By Paul Ploumis 05 Aug 2015 Last updated at 08:31:18 GMT
NEW DELHI (Scrap Monster): The Indian government has decided to impose strict restrictions on gold jewellery imports from ASEAN countries under the existing Free Trade Agreement (FTA).
According to the government, the imports under FTA have risen sharply during recent times. Gold jewellery originating from countries other than ASEAN countries are suspected to be finding its way into India as part of FTA trade. In an effort to curb such imports, the government has asked gold importers to furnish a bank guarantee equivalent to the duty benefits until the country-of-origin certificate is verified. The government has all rights to claim the bank guarantee, if the benefit is wrongly claimed. Additionally, proof for value addition must be provided for imports from third country.
In accordance with the FTA signed in 2009, the gold jewellery imports from the 10-nation bloc are subject to 2% import duty, as against the higher duty of 10% being charged for trade through normal channel. The FTA rules also specify 35% value addition by ASEAN member country before exporting a third-country product to India.

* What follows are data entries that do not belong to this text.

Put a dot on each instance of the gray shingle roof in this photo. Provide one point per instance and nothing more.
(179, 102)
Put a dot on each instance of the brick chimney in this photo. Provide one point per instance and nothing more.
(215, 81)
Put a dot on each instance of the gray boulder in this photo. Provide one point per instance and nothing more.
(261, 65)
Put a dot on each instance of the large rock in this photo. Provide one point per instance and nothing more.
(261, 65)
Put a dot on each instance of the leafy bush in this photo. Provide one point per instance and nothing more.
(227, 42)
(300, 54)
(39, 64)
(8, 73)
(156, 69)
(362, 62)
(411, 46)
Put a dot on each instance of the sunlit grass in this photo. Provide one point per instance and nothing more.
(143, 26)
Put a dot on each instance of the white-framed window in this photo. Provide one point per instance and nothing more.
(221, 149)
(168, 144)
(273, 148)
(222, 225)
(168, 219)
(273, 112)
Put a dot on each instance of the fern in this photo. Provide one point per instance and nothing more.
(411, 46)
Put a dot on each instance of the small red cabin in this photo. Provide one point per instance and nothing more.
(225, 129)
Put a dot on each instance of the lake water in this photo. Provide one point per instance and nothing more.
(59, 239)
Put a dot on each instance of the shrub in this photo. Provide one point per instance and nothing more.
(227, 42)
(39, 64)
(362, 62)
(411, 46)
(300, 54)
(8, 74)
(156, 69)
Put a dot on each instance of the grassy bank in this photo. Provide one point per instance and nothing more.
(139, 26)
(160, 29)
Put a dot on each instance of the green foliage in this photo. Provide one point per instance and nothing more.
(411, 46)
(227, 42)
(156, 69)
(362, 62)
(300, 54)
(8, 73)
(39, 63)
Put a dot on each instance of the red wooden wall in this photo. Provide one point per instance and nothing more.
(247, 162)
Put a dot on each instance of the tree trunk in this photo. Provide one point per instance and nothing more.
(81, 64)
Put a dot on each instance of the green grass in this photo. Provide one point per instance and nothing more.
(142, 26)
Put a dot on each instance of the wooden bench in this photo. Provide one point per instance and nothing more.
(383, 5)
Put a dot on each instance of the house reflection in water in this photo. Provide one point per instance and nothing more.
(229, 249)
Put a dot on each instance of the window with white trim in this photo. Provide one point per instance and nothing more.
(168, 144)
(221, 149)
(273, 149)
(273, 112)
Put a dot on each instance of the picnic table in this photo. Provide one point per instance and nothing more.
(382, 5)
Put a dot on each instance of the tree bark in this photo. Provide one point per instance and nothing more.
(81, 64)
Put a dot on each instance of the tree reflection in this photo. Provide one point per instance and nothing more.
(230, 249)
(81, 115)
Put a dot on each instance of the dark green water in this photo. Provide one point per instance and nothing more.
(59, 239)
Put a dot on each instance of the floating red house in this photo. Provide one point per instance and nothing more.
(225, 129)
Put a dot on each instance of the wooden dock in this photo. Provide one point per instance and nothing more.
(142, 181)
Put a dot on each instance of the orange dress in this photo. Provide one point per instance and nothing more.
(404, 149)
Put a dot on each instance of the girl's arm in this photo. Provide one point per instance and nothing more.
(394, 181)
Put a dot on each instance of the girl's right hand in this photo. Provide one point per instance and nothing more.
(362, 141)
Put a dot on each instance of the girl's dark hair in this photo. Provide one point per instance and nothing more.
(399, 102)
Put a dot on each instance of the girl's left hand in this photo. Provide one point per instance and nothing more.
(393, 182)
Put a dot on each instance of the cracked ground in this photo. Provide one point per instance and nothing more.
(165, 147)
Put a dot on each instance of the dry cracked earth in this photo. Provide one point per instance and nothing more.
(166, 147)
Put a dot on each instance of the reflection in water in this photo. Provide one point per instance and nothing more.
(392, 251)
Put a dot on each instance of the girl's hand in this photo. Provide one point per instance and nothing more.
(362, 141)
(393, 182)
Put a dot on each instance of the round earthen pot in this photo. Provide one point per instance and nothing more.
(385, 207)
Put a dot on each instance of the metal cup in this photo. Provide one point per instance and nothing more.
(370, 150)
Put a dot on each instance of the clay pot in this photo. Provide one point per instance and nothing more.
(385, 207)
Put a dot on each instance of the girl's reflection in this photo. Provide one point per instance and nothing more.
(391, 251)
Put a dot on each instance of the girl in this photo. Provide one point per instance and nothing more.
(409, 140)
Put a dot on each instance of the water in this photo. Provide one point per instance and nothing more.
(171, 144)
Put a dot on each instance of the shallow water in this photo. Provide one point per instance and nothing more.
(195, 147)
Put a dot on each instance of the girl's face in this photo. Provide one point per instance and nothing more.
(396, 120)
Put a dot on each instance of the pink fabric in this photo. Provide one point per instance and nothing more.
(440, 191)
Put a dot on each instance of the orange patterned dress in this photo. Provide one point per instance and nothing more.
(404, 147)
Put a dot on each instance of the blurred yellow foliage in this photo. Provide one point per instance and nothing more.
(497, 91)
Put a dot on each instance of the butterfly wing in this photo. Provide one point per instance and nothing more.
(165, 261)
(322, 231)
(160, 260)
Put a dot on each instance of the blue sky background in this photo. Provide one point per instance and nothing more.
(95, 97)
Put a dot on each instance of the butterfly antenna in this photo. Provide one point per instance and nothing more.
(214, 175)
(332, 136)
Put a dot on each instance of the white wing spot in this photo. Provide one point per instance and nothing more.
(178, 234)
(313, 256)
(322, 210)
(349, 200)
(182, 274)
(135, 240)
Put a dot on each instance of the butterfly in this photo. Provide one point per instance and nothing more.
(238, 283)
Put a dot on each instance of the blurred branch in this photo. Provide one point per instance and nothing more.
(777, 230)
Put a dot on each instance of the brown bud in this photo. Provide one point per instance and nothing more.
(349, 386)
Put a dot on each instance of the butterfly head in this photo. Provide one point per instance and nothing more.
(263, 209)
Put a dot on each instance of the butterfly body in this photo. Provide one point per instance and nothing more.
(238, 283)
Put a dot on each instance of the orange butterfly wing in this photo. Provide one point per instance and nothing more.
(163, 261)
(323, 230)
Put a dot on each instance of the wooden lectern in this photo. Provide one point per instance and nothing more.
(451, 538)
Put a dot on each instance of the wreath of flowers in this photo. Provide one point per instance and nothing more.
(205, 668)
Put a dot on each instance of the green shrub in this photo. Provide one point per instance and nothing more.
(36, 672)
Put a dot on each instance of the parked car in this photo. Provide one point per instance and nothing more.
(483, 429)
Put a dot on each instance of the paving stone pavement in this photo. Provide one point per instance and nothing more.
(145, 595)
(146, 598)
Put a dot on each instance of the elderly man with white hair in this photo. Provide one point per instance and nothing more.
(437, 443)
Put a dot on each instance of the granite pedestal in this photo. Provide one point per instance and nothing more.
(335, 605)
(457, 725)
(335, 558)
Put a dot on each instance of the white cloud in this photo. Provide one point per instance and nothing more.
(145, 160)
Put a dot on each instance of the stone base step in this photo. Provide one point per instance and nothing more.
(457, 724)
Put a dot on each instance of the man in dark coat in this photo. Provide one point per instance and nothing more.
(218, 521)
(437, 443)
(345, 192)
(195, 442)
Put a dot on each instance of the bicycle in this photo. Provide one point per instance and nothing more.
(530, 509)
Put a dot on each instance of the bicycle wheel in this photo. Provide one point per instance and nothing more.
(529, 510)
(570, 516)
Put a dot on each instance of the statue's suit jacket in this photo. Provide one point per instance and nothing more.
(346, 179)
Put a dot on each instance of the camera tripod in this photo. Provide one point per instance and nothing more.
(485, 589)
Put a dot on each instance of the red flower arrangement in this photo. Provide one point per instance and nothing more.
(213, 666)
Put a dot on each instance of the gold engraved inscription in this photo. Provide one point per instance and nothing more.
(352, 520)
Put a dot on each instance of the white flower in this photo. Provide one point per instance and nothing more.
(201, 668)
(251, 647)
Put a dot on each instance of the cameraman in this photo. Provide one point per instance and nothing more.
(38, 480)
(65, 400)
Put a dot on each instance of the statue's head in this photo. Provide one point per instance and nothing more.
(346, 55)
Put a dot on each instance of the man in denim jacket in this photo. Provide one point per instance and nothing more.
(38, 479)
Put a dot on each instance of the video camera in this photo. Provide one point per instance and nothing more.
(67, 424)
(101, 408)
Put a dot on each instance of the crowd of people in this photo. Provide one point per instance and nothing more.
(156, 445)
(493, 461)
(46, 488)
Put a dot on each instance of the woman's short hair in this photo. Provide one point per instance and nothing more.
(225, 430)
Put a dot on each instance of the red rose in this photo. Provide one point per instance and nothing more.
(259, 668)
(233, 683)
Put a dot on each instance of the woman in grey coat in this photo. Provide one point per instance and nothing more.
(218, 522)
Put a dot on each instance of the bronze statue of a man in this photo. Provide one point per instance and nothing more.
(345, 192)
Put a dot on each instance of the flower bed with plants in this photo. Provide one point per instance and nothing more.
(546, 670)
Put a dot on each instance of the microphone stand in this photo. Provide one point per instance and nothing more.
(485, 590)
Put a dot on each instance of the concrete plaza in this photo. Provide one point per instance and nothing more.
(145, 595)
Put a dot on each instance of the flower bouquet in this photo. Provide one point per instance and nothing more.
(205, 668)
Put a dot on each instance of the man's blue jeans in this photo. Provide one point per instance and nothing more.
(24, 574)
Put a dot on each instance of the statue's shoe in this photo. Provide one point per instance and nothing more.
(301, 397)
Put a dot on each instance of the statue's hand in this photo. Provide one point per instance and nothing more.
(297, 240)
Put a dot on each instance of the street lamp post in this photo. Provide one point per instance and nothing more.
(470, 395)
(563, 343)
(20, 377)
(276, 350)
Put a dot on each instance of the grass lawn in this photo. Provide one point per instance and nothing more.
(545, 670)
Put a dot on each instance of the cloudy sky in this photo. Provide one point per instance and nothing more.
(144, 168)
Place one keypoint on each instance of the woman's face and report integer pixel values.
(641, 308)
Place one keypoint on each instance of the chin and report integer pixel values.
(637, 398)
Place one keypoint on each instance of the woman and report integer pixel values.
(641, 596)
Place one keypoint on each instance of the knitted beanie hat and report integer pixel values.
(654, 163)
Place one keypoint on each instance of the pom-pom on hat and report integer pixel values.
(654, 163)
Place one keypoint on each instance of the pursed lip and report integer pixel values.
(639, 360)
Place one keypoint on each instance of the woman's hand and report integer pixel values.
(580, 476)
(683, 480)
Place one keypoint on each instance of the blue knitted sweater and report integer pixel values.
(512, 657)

Recently, the country’s Directorate of Revenue Intelligence (DRI) had warned the government on surging gold jewellery imports through FTA route. DRI had raised suspicions that a good majority of this jewellery was being manufactured in third countries but routed through ASEAN countries to avail the benefit of lower import duty. The authorities had revealed several cases where gold jewellery from Dubai was routed through Indonesia.
The gold jewellery imports from Indonesia have surged significantly during recent months. Trade sources indicate that importers melt the imported gold jewellery and sell it as raw gold. Also, domestic jewellers tend to melt the jewellery imported from Indonesia and make new products out of it as it is found more profitable than making jewellery out of imported raw gold.